# Exosome separation and digital resolution detection of blood-based nucleic acid biomarkers for noninvasive therapeutic diagnostics in cancer

> **NIH NIH R01** · UNIVERSITY OF ILLINOIS AT URBANA-CHAMPAIGN · 2020 · $556,370

## Abstract

Abstract
 Multiple drug therapies have been approved for treating advanced cancer. However, the effectiveness of
each is variable and the ability to monitor or predict efficacy in individual patients is underdeveloped. Our team
recently demonstrated (using traditional sequencing-based methods) that expression levels of specific
microRNAs (miRNAs) in blood can effectively predict treatment outcomes. The goal of this proposal is to develop
innovative technologies that will allow us to measure miRNAs from a patient on a frequent basis, in a way that
is convenient and rapid, to enable precise adjustment of therapy. This is currently not achievable using RT-PCR
or sequencing-based detection. All cancers are associated with heterogeneous somatic genetic alterations,
ushering in a new generation of nucleic-acid-based targeted treatments. The measurement of somatic genome
based biomarkers to assess, monitor, and change treatments is needed. Circulating exosomal miRNAs
represent one class of highly specific markers of cancer-associated genetic mutations that can be noninvasively
sampled from blood, whose quantitation can provide previously-unavailable information to clinicians for
generating informed decisions on selection of effective treatments among the wide array of options. In order to
make effective routine use of miRNA cancer biomarkers, novel technical approaches will need to be developed
that can offer a high degree of multiplexing, quantitation, ultrasensitivity, low cost, simplicity, integrated sample
processing, and robust instrumentation suitable for point of care (POC) settings.
 We link a newly demonstrated form of microscopy, called NanoParticle Photonic Resonator Absorption
Microscopy (NP-PRAM) with a simple and effective exosome isolation approach to perform sample preparation
that yields exosomal miRNA for detection.
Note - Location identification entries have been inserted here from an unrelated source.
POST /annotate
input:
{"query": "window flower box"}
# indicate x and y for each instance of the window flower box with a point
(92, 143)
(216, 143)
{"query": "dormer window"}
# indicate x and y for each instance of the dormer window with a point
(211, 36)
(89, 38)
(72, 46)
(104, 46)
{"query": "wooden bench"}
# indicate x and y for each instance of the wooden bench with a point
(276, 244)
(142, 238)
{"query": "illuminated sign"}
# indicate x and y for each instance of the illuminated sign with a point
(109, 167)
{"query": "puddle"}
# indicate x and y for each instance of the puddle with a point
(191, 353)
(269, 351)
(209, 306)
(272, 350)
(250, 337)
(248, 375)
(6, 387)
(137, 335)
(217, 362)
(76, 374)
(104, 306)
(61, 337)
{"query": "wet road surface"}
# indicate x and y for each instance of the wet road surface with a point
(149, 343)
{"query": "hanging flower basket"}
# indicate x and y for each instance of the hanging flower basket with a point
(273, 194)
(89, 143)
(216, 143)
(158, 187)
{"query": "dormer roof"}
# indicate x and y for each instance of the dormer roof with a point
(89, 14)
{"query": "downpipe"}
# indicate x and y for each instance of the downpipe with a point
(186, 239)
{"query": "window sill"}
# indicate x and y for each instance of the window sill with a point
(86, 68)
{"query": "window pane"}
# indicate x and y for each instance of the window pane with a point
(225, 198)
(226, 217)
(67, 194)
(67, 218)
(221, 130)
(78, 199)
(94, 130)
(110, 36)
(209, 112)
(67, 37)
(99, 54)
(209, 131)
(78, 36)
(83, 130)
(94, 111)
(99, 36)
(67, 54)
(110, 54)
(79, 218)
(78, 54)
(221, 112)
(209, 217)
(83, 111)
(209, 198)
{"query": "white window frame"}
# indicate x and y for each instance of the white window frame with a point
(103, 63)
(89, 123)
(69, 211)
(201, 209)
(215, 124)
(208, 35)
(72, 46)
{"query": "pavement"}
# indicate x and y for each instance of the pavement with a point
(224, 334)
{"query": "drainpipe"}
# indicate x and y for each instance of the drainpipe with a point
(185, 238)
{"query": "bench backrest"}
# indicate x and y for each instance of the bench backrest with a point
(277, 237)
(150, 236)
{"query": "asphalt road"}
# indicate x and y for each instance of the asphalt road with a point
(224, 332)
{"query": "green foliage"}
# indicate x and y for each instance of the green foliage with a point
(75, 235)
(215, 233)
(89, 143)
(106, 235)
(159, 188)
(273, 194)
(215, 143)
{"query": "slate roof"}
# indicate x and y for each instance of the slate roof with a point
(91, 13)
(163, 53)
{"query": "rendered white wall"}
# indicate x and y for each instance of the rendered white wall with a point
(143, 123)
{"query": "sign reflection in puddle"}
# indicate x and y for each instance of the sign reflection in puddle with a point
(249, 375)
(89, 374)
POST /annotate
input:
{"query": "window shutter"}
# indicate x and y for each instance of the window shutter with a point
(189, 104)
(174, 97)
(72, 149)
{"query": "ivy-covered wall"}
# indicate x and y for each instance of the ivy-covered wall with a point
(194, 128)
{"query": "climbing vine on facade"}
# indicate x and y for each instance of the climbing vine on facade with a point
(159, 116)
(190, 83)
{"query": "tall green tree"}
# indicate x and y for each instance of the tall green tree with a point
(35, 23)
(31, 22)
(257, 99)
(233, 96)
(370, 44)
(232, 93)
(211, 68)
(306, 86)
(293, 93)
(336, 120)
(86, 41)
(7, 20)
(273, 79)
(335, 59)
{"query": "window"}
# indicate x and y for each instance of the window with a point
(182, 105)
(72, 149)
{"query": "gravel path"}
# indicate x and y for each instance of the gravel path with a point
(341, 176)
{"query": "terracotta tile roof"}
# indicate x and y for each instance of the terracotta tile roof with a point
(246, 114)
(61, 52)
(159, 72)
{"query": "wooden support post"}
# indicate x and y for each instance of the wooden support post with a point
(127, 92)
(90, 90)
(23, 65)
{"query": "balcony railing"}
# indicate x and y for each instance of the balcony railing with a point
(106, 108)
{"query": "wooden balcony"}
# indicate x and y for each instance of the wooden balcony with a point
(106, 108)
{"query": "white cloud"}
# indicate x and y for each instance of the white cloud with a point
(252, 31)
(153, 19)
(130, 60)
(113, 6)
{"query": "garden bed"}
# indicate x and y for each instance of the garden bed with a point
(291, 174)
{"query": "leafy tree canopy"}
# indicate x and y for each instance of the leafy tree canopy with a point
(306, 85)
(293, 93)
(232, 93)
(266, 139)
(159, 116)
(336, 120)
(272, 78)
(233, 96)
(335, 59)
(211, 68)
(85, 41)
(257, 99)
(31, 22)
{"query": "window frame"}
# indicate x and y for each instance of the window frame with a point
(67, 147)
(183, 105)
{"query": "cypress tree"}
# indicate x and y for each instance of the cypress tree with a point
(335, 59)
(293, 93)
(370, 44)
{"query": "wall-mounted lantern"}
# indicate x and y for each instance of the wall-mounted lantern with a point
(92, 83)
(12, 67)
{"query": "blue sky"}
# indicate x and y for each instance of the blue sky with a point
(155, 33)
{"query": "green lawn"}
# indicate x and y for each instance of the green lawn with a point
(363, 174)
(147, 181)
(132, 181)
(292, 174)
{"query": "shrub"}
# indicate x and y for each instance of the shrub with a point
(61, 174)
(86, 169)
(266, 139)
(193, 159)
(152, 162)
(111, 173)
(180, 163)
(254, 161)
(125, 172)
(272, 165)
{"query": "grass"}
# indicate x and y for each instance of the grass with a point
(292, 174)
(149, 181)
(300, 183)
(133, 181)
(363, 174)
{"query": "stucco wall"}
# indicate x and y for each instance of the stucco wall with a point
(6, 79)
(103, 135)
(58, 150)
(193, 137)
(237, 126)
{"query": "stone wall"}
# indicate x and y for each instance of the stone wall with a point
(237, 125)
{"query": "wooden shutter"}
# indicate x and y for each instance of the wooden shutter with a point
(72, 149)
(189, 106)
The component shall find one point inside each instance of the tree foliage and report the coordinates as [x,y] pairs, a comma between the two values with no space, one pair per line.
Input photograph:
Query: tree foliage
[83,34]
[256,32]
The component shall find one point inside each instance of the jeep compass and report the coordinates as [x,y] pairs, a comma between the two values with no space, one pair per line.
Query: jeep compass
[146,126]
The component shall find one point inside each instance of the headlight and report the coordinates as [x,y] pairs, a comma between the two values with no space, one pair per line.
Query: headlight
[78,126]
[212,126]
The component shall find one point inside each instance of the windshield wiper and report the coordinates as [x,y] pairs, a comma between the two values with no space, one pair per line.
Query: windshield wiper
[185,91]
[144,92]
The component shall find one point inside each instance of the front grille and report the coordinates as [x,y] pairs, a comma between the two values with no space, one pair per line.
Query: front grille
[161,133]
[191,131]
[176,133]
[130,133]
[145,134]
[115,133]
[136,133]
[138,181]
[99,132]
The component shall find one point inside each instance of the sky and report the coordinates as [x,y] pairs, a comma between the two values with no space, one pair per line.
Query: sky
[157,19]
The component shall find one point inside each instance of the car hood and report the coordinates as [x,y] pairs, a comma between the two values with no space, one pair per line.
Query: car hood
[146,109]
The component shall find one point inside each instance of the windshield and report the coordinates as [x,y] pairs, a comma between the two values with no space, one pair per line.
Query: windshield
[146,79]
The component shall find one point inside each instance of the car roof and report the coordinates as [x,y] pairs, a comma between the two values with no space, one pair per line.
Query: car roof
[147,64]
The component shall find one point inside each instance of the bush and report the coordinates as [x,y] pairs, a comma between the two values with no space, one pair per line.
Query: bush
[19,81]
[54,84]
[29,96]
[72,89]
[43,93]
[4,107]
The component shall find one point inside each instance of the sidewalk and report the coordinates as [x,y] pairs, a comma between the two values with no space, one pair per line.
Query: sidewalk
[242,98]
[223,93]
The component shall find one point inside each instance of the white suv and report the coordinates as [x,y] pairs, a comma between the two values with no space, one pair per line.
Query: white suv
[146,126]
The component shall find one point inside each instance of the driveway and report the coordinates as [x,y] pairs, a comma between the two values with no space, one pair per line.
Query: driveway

Using plasmonic NPs whose resonant wavelength matches a
photonic crystal surface, NP-PRAM demonstrates high contrast “digital resolution” precision sensing of exosomal
miRNAs. We plan to develop assays for simultaneous detection of 5 miRNA sequences extracted from a single
droplet of blood with a rapid assay protocol that does not require fluorescent emitters or enzymatic amplification.
We utilize simulation-guided miRNA probe design for ultraspecific hybridization. We will apply NP-PRAM in the
context of a panel of clinically validated miRNA biomarkers for advanced prostate cancer.
 Our approach offers important advantages compared to existing methods for detection of circulating nucleic
acid biomarkers: It requires only a ~50 µl droplet of test sample unlike 10-20 ml of blood for RT-PCR based
detection methods. NP-PRAM detection produces highly quantified results because nanoparticle tags are not
subject to the effects of quenching or background fluorescence that are common to fluorescent dyes. The assay
is isothermal, conducted at room temperature, and highly selective, while it does not require enzyme
amplification or w...

## Key facts

- **NIH application ID:** 9997542
- **Project number:** 1R01EB029805-01
- **Recipient organization:** UNIVERSITY OF ILLINOIS AT URBANA-CHAMPAIGN
- **Principal Investigator:** Brian T. Cunningham
- **Activity code:** R01 (R01, R21, SBIR, etc.)
- **Funding institute:** NIH
- **Fiscal year:** 2020
- **Award amount:** $556,370
- **Award type:** 1
- **Project period:** 2020-07-15 → 2024-03-31

## Primary source

NIH RePORTER: https://reporter.nih.gov/project-details/9997542

## Citation

> US National Institutes of Health, RePORTER application 9997542, Exosome separation and digital resolution detection of blood-based nucleic acid biomarkers for noninvasive therapeutic diagnostics in cancer (1R01EB029805-01). Retrieved via AI Analytics 2026-05-23 from https://api.ai-analytics.org/grant/nih/9997542. Licensed CC0.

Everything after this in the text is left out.